I know how to prove what the title says using determinants, but let's say I wanted to use another approach. In Axler's Linear Algebra Done Right, he seems to avoid using determinants for proving things about determinants. He successfully proves that every linear transformation $T$ in a complex vector space $V$ has an eigenvalue by roughly the following procedure:
Suppose $\mathbf{v}\in V$, $\mathbf{v}\neq\mathbf{0}$ and $n=\dim V$. Then the list $(\mathbf{v},T\mathbf{v},\dots,T^n\mathbf{v})$ is linearly dependent in $V$ since it contains $n+1$ vectors.

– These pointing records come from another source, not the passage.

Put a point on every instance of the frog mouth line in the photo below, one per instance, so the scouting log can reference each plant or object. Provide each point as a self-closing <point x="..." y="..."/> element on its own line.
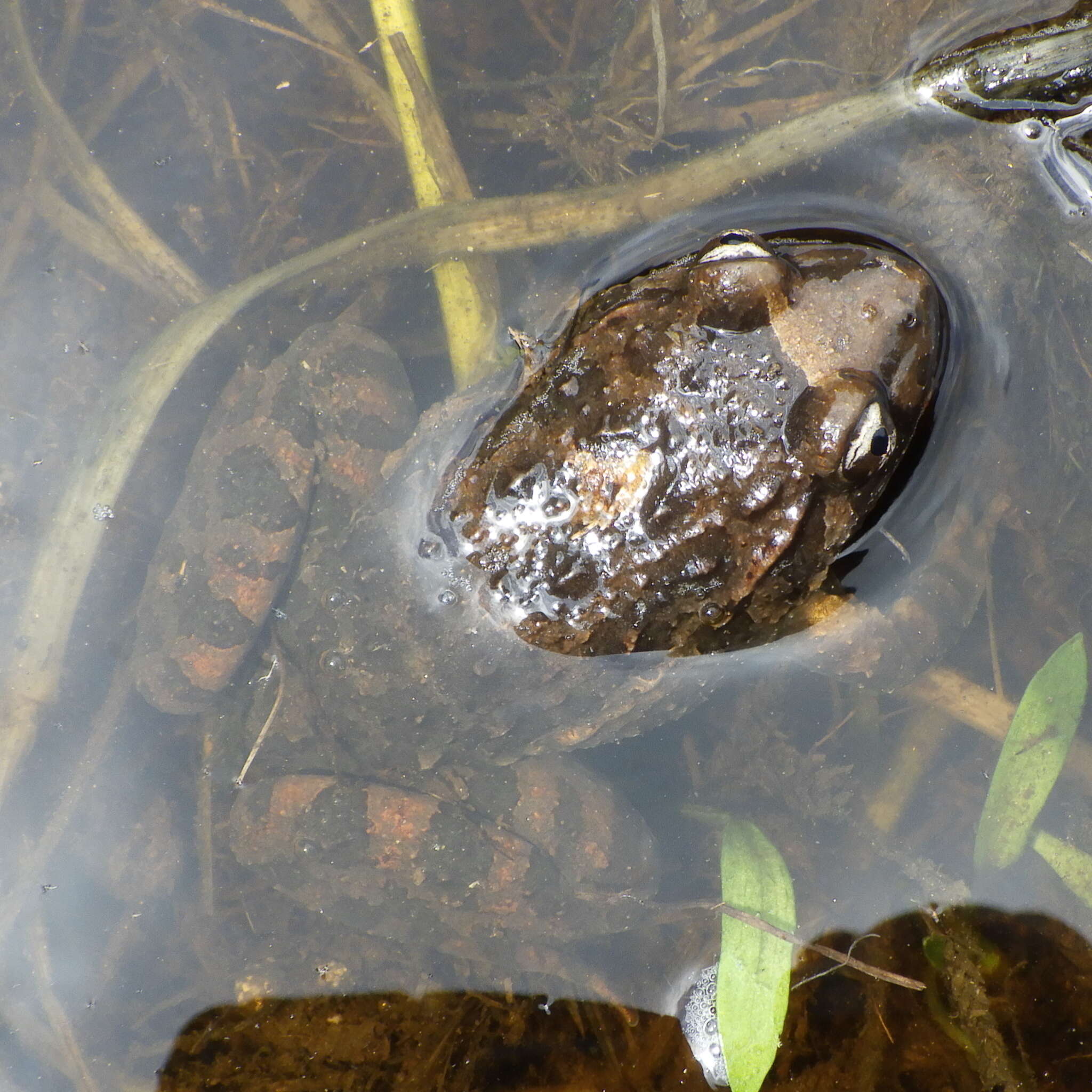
<point x="647" y="486"/>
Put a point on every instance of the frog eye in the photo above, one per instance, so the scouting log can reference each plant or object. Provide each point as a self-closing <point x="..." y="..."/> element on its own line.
<point x="871" y="443"/>
<point x="732" y="246"/>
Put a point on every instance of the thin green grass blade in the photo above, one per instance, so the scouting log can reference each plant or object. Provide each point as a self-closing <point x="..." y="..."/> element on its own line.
<point x="753" y="980"/>
<point x="1033" y="755"/>
<point x="1074" y="866"/>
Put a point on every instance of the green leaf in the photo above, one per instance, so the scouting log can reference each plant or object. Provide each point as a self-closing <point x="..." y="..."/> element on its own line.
<point x="1074" y="866"/>
<point x="753" y="979"/>
<point x="1032" y="756"/>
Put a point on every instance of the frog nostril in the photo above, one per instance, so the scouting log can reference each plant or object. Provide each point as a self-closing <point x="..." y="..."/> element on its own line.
<point x="711" y="612"/>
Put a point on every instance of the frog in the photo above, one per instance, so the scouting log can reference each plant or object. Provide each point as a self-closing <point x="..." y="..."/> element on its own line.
<point x="461" y="600"/>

This means that there exist $a_0,\dots,a_n$, not all zero such that
$$a_0\mathbf{v}+a_1T\mathbf{v}+\dots+a_nT^n\mathbf{v}=0.$$
If we let $m$ be the largest index such that $a_m\neq0$, $0<m\leq n$ since the coefficients cannot all be $0$.

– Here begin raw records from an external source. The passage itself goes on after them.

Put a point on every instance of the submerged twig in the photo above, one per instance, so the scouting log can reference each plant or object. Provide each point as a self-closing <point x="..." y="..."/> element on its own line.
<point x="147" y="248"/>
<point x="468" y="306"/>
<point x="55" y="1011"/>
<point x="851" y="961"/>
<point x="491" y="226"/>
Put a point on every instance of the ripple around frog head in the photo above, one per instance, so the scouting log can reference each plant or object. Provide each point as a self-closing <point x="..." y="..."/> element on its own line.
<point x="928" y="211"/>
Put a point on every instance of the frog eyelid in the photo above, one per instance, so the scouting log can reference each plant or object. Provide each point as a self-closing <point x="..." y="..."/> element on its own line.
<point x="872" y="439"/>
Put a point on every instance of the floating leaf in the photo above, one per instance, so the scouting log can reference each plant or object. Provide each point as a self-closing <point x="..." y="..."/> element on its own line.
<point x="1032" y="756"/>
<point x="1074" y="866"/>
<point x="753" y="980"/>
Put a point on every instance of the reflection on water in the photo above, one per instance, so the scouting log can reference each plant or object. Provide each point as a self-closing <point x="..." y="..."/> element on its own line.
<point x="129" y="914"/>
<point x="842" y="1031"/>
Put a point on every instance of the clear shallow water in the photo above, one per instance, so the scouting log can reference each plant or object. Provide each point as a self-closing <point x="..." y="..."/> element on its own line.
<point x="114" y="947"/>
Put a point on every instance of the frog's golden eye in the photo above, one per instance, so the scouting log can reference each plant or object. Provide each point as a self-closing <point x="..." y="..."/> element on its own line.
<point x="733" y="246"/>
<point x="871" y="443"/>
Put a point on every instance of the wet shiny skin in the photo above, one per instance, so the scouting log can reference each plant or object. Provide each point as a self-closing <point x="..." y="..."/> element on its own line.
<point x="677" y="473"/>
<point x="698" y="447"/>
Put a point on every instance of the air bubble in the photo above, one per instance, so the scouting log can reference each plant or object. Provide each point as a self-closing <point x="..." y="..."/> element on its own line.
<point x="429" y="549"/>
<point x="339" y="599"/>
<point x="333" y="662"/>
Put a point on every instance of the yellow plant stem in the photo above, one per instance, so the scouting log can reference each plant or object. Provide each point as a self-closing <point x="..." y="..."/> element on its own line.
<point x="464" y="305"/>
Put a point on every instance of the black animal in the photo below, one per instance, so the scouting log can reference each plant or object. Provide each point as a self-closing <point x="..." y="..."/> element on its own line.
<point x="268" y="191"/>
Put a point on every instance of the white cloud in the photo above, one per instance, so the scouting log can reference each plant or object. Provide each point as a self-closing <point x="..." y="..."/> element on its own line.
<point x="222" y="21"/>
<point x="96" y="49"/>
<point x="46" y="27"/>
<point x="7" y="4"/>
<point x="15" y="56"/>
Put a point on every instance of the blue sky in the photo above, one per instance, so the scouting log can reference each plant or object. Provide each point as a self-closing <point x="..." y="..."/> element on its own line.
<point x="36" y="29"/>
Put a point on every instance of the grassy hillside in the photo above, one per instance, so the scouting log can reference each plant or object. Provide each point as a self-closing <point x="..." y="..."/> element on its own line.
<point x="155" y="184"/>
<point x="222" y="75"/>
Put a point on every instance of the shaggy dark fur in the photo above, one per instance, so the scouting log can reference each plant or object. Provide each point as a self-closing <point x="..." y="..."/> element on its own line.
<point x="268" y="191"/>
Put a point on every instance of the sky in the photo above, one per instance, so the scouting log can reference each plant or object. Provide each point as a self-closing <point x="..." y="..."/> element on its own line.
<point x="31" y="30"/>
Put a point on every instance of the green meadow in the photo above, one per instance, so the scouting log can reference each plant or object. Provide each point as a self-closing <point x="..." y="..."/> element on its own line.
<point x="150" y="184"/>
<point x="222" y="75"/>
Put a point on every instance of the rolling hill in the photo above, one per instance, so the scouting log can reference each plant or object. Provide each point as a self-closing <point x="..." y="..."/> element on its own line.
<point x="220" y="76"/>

By the fundamental theorem of algebra, this expression can be factored into:
$$c(T-\lambda_1I)\dots(T-\lambda_mI)\mathbf{v}=0.$$
Since $\mathbf{v}\neq\mathbf{0}$, at least one of the $(T-\lambda_j)$ terms is not injective.
Could one prove the title of the question in a similar way? I think one could get a factor in the form $(T^2+\alpha T+\beta I)$, but I'm stuck with proving that exactly that factor must be injective. Ideas?